Android device - serious keyboard regression in 5.3.0

Hi Pete,

Thanks for the info. I was unable to reproduce the problem. Would you be able to provide a tiny app that with minimal code reproduces the issue?

Hi Lucasz,

Thanks for asking, and sorry for the delay in replying.

I tried to create a reproducible test case, but got bogged-down trying to create a cut-down case.
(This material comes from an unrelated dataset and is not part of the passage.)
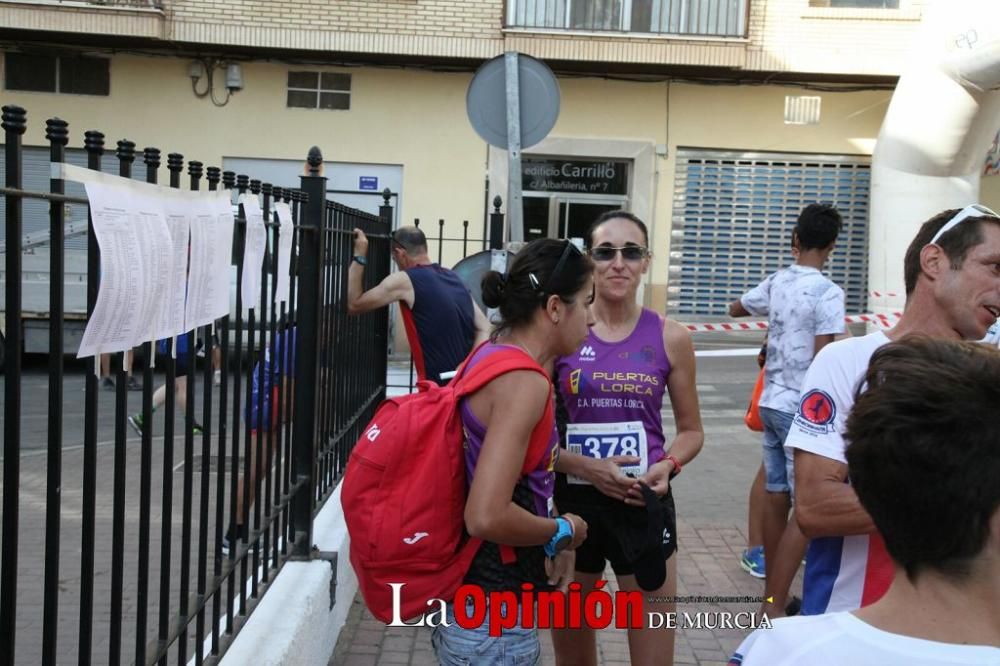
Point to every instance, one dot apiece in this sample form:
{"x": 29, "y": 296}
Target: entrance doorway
{"x": 563, "y": 197}
{"x": 555, "y": 216}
So, as timescales for the Wotja 5.5.1 release have been tight, I decided to resolve it pragmatically.

Here is what I did.

  1. No longer use the Juce alert approach for Mobile, e.g.:

juce::AlertWindow *w = new juce::AlertWindow(title, message, juce::AlertWindow::NoIcon);
const juce::String cKeyboardComponentName = “keyboardComponent”;

w->addTextEditor(cKeyboardComponentName, defaultValue, “Enter value”, false);
w->addButton(“OK”, 1, juce::KeyPress(juce::KeyPress::returnKey, 0, 0));
w->addButton(“Cancel”, 0, juce::KeyPress(juce::KeyPress::escapeKey, 0, 0));

I’m convinced this was part of the problem - I’d wager that it was related to having the text field appear in the middle of the screen, and how it interacts with this bit of Juce code:

            public void onGlobalLayout()
            {
                Rect r = new Rect();

                view.getWindowVisibleDisplayFrame(r);

                int diff = view.getHeight() - (r.bottom - r.top);

                // Arbitrary threshold, surely keyboard would take more than 20 pix.
                if (diff < 20)
                    handleKeyboardHidden (view.host);
            };
  1. Replaced the above, with:
    2a. Android: a simple custom Component implementing a “full screen” display, that has a single-line text field near the top, an OK / Cancel button pair, and a little bit of UI chrome to make it look nice; when the user touches the text field, the keyboard behaves as expected.
    2b. iOS: use an UIAlertController with embedded UITextField. This is more attractive than any Juce control I could create :slight_smile: and of course works as the user would expect.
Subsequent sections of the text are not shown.